Redemptive Christian community, that which makes Grace a great school, takes work. You don’t see it in most places, because it just takes so much energy and effort. It requires us to stay on our knees before our Creator. It means that we serve each other, even (especially?) when it is neither comfortable nor convenient to do so. It mandates that we keep short accounts, that we are willing to quickly forgive and to seek forgiveness. It compels us to strengthen each other when part of us really wants to strangle them. And, it requires us to always remember that our children’s hearts and holiness are more important than their comfort and achievement.

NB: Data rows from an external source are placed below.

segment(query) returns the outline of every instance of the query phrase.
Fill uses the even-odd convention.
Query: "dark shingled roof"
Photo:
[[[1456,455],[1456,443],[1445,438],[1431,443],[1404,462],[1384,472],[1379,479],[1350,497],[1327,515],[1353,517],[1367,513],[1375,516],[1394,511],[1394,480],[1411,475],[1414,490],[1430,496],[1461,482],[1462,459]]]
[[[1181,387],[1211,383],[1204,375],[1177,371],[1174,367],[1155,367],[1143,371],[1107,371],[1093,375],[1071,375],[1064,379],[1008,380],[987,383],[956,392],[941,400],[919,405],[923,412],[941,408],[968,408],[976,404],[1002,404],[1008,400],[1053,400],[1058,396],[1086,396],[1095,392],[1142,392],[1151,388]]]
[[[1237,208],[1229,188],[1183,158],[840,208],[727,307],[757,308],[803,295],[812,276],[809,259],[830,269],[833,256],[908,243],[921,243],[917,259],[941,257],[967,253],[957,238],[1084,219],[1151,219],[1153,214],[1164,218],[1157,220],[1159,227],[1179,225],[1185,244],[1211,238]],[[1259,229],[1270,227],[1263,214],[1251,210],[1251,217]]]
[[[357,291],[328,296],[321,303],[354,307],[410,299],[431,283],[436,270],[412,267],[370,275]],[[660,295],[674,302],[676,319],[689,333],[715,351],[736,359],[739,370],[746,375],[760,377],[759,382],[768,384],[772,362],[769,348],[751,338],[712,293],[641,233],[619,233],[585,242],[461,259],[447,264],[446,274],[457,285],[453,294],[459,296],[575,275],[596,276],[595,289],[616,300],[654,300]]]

Redemptive Christian community is messy. It means admitting to each other that we’re not awesome, that we’re all works in progress, and humbling ourselves before each other. It requires us to dig into the muck and mire of each other’s lives, getting our hands dirty in the process of engaging in each other’s life renewal projects. It means running into the crazy, when every selfish impulse is telling us to get the heck out of there. And, it requires bucketsful of empathetic suffering, as we enter into each other’s deepest pain. We gripe about each other, which we know we shouldn’t, but we’d die for each other. Like my friend who recently visited our school described us, “The good news is, you’re a family. The bad news is, you’re a family.”
I wouldn’t want it any other way. Because in a family, a redemptive family, kids feel safe. They know they are loved. They feel free to ask questions, to take risks, to explore areas they might not otherwise investigate. In a redemptive family, it’s okay to ask questions about your faith, knowing you will be met with honest answers, even when the adults don’t have all the “right” ones. When life knocks a kid down, a redemptive family picks him up, and encourages him. It doesn’t coddle or enable him, because that leaves him ill-equipped for life’s challenges, but sets him on his feet to try again. He has the freedom to fail, which means the freedom to learn, to become resilient and gritty–in short, he has the freedom to grow.
A redemptive community is rocket fuel for learning. It glorifies God and creates a signpost of righteousness, pointing to the way things once were before we all lost our way, and the way it all someday will be again. It models what it teaches, and creates a culture where kids see that this ancient God is an eternal person and a way of life that really works in the here and now, a way that is really attractive, even when it’s really hard.
Because it’s hard, we’re always tempted to walk away. The greatest joys of community, or family for that matter, are always at the far end of the pool-you have to swim, to work, for them. They’re always reserved for the resilient, for those who stay, for those who fight because they love. Doing life together, in all its beautiful, agonizing, glorious mess, is the Grace Way, and the best way.